There was a cardinal rule of internship at Ohio State: "The intern who has made a decision has made a mistake." I hadn't heard that rule yet, as it happened, yet I realized that the input of more experienced individuals was going to be of considerable importance here.

Before calling the junior resident for help, though, I reflected on my choices. Only two really came to mind right away.

The first option was to try powerful IV "anti-emetic" drugs to suppress the nausea and vomiting. But no, the nurse had done that before even calling me.

My second thought was to try to be the hero and blindly pass an NG tube, unsupervised. In that case, if I was successful, the patient would be happy, the nurse would be ecstatic, and the student nurse would get an opportunity to take a well-needed shower. However, if I perforated the staple line the patient might die from peritonitis-even if we did get him to the operating room in time to fix the damage I'd have caused. No, that brand of heroism seemed a little too close to stupidity for my comfort.

I paged the third-year resident in-house that night and described the problem. She arrived and we debated the possibilities. By now another consideration was arising: what were all this vigorous retching and general gastrointestinal upheaval doing to Colson's staple lines? It couldn't be good. We had to act fast.

We came up with a plan and phoned Singh to tell her about it. After she approved (with a few more choice words for Fleischman) we brought Mr. Colson down to the X-ray suite. There, we sat him upright on the fluoroscopy table ("fluoro" is a kind of real-time live-action x-ray). Then we inserted the NG tube in the patient's nostril and guided it down his esophagus into his stomach. This was dangerous work for us, too, because we were still intermittently dodging the copious projections which Colson was continuing to spew. When we got the tip of the NG close to the stomach we shot some contrast material-which would show up dramatically on the fluoro screen-through the tube. Perfect! The little gastric pouch was still intact, and it was clearly delineated by the contrast material. We gently slid the tip of the NG into the pouch and secured the tube to Mr.

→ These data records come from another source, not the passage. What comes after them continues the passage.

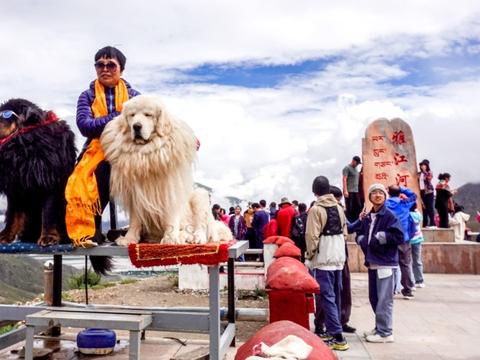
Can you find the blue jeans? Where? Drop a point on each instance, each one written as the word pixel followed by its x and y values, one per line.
pixel 417 264
pixel 329 300
pixel 380 293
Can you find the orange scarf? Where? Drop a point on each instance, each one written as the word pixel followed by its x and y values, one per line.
pixel 81 193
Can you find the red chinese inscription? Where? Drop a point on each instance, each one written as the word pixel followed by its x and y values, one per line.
pixel 378 137
pixel 382 163
pixel 398 158
pixel 398 137
pixel 402 179
pixel 381 176
pixel 377 152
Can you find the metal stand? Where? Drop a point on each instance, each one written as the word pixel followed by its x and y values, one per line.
pixel 163 319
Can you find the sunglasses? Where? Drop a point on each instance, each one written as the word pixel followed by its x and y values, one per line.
pixel 7 114
pixel 111 66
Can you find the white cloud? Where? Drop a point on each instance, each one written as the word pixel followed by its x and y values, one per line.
pixel 265 142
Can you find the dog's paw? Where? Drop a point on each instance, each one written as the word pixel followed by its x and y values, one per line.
pixel 125 241
pixel 184 237
pixel 49 238
pixel 6 237
pixel 200 237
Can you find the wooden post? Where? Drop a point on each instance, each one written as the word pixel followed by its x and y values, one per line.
pixel 48 283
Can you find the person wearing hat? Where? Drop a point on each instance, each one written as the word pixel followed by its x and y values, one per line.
pixel 350 180
pixel 325 239
pixel 425 177
pixel 379 235
pixel 285 216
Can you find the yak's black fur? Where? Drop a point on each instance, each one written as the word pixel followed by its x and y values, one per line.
pixel 34 169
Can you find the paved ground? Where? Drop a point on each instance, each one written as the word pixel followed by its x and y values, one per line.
pixel 442 322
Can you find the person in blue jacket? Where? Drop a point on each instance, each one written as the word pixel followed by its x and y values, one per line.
pixel 109 66
pixel 379 235
pixel 400 201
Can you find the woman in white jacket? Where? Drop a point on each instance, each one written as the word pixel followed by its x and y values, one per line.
pixel 457 222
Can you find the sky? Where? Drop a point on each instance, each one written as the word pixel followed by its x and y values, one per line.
pixel 278 92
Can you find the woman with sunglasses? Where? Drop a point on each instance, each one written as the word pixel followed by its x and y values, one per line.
pixel 87 190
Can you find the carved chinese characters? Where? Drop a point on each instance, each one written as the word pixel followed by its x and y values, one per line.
pixel 389 155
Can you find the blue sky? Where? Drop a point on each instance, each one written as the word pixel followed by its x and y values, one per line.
pixel 278 92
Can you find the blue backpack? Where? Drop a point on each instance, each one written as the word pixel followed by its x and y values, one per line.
pixel 412 227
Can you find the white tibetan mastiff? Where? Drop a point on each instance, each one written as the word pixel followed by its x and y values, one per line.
pixel 151 154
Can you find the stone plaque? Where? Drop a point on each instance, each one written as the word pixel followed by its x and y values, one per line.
pixel 389 157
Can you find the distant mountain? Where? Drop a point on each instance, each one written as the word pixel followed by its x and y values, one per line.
pixel 468 196
pixel 21 278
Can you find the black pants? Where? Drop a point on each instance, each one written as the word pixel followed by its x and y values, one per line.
pixel 405 261
pixel 102 175
pixel 354 206
pixel 345 302
pixel 442 210
pixel 346 296
pixel 429 213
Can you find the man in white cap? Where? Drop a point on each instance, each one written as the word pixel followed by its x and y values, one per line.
pixel 285 217
pixel 325 239
pixel 379 235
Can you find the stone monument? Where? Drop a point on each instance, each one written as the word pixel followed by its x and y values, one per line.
pixel 389 157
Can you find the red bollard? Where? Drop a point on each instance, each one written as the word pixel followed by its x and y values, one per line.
pixel 290 290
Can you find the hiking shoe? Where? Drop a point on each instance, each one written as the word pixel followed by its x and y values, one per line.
pixel 377 338
pixel 371 332
pixel 348 329
pixel 338 344
pixel 325 336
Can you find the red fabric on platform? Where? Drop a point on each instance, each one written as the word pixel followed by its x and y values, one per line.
pixel 277 239
pixel 288 249
pixel 142 255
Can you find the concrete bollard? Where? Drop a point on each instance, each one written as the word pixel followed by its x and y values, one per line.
pixel 48 282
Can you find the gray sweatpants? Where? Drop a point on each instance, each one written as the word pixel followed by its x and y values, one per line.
pixel 380 293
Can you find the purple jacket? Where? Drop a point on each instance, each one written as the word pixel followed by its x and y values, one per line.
pixel 242 227
pixel 88 126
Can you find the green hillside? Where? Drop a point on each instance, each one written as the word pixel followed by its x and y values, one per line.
pixel 21 278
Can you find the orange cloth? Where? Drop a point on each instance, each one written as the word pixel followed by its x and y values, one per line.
pixel 81 193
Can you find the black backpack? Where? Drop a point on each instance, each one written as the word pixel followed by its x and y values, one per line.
pixel 334 224
pixel 298 227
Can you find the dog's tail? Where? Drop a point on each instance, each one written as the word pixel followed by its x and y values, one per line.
pixel 101 264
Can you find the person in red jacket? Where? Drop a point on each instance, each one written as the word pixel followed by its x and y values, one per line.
pixel 285 217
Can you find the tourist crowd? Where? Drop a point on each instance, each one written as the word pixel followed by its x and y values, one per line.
pixel 389 234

Colson's nose with about six rolls of adhesive tape.

When we hooked the end of the NG to suction, literally gallons of secretions poured out and into the affixed canister. Mr. Colson looked utterly exhausted, but he actually managed to coax some humor out of the horrid experience, drawing in enough breath to say, gratefully, "Who should I kiss first?"

Given his less-than-appealing appearance and highly pungent scent, we opted to forego any physical expressions of affection.